基幹システムと連携する新規アプリケーションも容易に開発できるようになった。そして、複数の情報照会をしなければならなかった審査業務も、今では1台のPC上で完了するなど、業務面での省力効果も大きい。
「基幹システムのダウンサイジングを検討したい信販会社は多いはず。九州日本信販で成功した基幹システムを、他の金融系企業にも共同で利用していただくなど、協業ニーズにも積極的に対応していきたい」と大野氏は意欲的に語る。
信販会社は今後も、ICカードや携帯電話を使った決済に対応したり、インターネット連携を強化するなど、新しいシステムを次々に開発していかなければならない。九州日本信販は、日立オープンミドルウェアを駆使したスムーズなダウンサイジングにより、将来の競争力強化へ積極的に取り組むことのできるシステム基盤を手に入れたのである。

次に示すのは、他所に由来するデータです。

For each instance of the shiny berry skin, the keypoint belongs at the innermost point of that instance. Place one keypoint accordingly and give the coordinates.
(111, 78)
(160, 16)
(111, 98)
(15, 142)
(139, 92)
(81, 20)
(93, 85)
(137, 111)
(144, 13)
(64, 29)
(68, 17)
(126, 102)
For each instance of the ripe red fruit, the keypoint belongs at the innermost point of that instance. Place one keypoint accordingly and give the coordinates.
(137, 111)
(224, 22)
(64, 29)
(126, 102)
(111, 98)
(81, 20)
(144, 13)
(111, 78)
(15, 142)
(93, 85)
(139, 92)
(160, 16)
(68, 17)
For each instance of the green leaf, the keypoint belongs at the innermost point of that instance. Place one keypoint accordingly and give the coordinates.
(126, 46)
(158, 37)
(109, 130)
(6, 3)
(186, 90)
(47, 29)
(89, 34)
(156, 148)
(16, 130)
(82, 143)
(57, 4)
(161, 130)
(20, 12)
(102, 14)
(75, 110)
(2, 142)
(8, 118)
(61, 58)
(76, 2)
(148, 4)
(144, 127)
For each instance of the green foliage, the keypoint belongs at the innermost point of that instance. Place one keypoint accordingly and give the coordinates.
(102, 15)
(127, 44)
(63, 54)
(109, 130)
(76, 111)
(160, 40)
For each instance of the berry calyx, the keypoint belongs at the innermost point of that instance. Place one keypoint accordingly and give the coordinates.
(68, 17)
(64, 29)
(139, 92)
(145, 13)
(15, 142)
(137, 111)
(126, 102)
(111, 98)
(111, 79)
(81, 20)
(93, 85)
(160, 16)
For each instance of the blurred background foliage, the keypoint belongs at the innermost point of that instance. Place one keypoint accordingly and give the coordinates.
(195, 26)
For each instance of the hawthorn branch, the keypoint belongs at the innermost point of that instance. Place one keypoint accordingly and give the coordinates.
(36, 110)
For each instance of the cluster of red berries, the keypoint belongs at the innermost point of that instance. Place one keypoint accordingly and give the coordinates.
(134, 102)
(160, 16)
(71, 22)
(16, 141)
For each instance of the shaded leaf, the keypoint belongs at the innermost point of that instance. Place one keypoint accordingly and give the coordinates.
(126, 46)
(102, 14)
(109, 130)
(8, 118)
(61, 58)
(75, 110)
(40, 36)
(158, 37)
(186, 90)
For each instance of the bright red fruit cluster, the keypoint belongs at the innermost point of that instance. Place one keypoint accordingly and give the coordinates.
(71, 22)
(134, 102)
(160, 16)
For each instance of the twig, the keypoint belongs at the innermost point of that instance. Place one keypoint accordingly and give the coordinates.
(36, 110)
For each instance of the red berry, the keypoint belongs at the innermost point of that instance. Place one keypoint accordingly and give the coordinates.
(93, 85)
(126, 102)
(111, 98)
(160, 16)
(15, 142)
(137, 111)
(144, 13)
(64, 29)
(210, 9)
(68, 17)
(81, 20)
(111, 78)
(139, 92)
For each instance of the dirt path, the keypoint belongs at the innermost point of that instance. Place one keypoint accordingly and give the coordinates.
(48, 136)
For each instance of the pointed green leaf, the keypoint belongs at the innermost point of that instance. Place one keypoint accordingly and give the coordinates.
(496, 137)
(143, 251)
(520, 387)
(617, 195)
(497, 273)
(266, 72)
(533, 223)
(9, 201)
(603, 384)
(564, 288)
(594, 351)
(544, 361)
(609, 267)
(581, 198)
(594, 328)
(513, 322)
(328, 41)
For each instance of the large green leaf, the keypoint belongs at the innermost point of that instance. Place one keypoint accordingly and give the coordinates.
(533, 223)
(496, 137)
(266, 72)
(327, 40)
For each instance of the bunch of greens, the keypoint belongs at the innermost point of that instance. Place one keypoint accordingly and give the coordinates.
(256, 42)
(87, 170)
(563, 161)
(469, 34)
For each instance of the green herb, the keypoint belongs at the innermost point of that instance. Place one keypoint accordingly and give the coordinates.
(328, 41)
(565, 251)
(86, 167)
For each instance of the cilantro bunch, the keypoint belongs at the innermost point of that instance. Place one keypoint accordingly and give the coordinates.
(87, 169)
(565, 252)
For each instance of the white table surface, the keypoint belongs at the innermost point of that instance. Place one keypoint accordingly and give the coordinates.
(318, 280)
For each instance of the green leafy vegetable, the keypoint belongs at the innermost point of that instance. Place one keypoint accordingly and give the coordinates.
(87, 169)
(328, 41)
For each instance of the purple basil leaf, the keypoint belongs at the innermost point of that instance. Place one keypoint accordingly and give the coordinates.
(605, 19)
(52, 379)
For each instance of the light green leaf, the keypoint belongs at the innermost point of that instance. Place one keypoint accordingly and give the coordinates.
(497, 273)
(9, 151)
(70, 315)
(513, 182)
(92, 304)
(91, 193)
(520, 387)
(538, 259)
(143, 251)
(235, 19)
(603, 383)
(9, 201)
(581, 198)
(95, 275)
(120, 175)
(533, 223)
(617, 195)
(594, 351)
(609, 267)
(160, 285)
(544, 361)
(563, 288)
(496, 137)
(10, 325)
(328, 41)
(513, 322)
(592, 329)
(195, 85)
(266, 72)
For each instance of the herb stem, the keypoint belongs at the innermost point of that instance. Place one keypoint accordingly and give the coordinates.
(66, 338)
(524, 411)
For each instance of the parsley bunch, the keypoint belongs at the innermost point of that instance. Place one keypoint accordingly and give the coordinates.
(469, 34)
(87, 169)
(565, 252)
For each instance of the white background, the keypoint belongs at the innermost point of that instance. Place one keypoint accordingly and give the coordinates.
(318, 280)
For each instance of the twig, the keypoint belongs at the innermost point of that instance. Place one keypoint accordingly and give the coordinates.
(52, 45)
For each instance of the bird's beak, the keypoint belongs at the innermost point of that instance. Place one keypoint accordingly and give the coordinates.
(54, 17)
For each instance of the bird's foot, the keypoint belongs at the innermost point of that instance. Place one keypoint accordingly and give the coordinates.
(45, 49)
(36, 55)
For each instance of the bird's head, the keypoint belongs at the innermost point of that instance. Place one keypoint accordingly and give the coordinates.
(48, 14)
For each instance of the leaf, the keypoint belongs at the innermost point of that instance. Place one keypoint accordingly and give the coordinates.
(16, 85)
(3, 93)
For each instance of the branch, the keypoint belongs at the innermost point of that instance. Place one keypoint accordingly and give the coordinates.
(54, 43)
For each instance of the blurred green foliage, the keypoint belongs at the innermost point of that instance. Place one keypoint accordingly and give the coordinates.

これからも日立オープンミドルウェアは、変化するビジネス環境に対応していく。
九州日本信販の新システム概要
USER PROFILE
九州日本信販株式会社
[本社] 福岡県北九州市小倉北区船場町2-1 福銀小倉ビル
[設立] 1957年9月12日
[資本金] 1億5,000万円
[従業員数] 188名(2006年4月1日現在)
九州初の総合信販会社として設立された独立系クレジットカード会社。ボランティア活動や障害者雇用にも積極的で、バリアフリーの事務所環境が評価されて、2006年度日経ニューオフィス賞を受賞。
PARTNER PROFILE
日本ユニシス株式会社
[本社] 東京都江東区豊洲1-1-1
[設立] 1958年3月29日
[資本金] 54億8,317万円
[従業員数] 8,578名(連結、2006年9月末日現在)
2,051名(単独、2006年9月末日現在)
日本を代表するITソリューションプロバイダのひとつ。金融、製造、流通、社会公共など幅広い分野での実績と、業種横断的なノウハウを有する。